Antiderivative was successfully veriﬁed.

[In]

Integrate[(a + a*Sin[c + d*x])^(-2/3),x]

[Out]

(2*(Cos[(c + d*x)/2] + Sin[(c + d*x)/2])^2*(-3 + (3*Sin[(c + d*x)/2])/(Cos[(c + d*x)/2] + Sin[(c + d*x)/2])))/

(d*(a*(1 + Sin[c + d*x]))^(2/3)) - (2*Sqrt[2]*(Cos[(c + d*x)/2] + Sin[(c + d*x)/2])*(1 + Sin[c + d*x])^(1/6)*(

((-1/2*I)*Cos[Pi/4 + (-c - d*x)/2]^(1/3)*(((-3*I)*(E^((-I)*(Pi/4 + (-c - d*x)/2)) + E^(I*(Pi/4 + (-c - d*x)/2)

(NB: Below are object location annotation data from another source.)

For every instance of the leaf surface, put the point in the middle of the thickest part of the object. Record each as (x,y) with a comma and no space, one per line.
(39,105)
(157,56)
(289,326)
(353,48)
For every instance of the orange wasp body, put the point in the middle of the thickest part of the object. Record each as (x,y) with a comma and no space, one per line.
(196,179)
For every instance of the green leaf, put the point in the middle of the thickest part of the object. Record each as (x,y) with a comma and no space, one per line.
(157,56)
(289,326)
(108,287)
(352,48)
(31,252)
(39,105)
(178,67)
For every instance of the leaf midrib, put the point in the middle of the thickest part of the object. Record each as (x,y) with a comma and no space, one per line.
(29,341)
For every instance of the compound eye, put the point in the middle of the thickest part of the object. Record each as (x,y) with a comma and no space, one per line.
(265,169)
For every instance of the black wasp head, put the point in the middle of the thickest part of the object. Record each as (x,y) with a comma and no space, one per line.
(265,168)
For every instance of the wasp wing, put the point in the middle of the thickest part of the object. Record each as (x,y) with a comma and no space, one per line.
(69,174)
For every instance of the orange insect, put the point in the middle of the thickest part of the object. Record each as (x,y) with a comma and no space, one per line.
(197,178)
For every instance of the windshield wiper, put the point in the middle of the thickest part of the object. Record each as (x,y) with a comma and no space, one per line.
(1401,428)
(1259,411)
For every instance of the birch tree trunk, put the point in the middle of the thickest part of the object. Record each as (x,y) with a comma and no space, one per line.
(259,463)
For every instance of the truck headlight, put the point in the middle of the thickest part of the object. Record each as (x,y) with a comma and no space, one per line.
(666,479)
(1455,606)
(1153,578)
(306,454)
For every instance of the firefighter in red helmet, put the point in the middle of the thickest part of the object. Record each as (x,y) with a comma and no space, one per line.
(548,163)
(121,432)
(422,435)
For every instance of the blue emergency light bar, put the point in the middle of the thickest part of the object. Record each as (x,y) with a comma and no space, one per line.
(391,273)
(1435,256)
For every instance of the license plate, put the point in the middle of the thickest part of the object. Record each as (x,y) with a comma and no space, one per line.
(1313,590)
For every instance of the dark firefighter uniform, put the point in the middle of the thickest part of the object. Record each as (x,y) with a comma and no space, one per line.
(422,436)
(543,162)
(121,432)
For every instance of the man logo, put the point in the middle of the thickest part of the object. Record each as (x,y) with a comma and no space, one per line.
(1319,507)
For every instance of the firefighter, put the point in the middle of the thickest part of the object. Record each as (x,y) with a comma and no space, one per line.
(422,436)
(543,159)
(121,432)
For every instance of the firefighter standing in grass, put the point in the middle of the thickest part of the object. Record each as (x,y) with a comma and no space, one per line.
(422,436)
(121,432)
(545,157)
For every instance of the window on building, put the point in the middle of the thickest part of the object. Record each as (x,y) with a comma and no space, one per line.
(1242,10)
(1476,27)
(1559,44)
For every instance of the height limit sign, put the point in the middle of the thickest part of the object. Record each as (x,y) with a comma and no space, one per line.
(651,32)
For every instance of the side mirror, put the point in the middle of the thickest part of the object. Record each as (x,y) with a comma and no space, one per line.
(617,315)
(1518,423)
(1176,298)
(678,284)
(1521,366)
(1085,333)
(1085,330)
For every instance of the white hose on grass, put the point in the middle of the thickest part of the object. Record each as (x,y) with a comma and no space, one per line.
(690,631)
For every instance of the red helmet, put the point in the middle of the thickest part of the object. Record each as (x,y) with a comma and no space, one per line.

))^(2/3)*Hypergeometric2F1[-1/3, 1/3, 2/3, -E^((2*I)*(Pi/4 + (-c - d*x)/2))])/(2^(2/3)*(1 + E^((2*I)*(Pi/4 + (

-c - d*x)/2)))^(2/3)) - (((3*I)/2)*E^(I*(Pi/4 + (-c - d*x)/2))*(1 + E^((2*I)*(Pi/4 + (-c - d*x)/2)))^(1/3)*Hyp

ergeometric2F1[1/3, 2/3, 5/3, -E^((2*I)*(Pi/4 + (-c - d*x)/2))])/(2^(2/3)*(E^((-I)*(Pi/4 + (-c - d*x)/2)) + E^

(I*(Pi/4 + (-c - d*x)/2)))^(1/3))))/(1 + Cos[2*(Pi/4 + (-c - d*x)/2)])^(1/6) + (3*Cos[Pi/4 + (-c - d*x)/2]^2*H

ypergeometric2F1[1/2, 5/6, 11/6, Cos[Pi/4 + (-c - d*x)/2]^2]*Sin[Pi/4 + (-c - d*x)/2])/(5*(1 + Cos[2*(Pi/4 + (

-c - d*x)/2)])^(1/6)*Sqrt[Sin[Pi/4 + (-c - d*x)/2]^2])))/(d*(a*(1 + Sin[c + d*x]))^(2/3))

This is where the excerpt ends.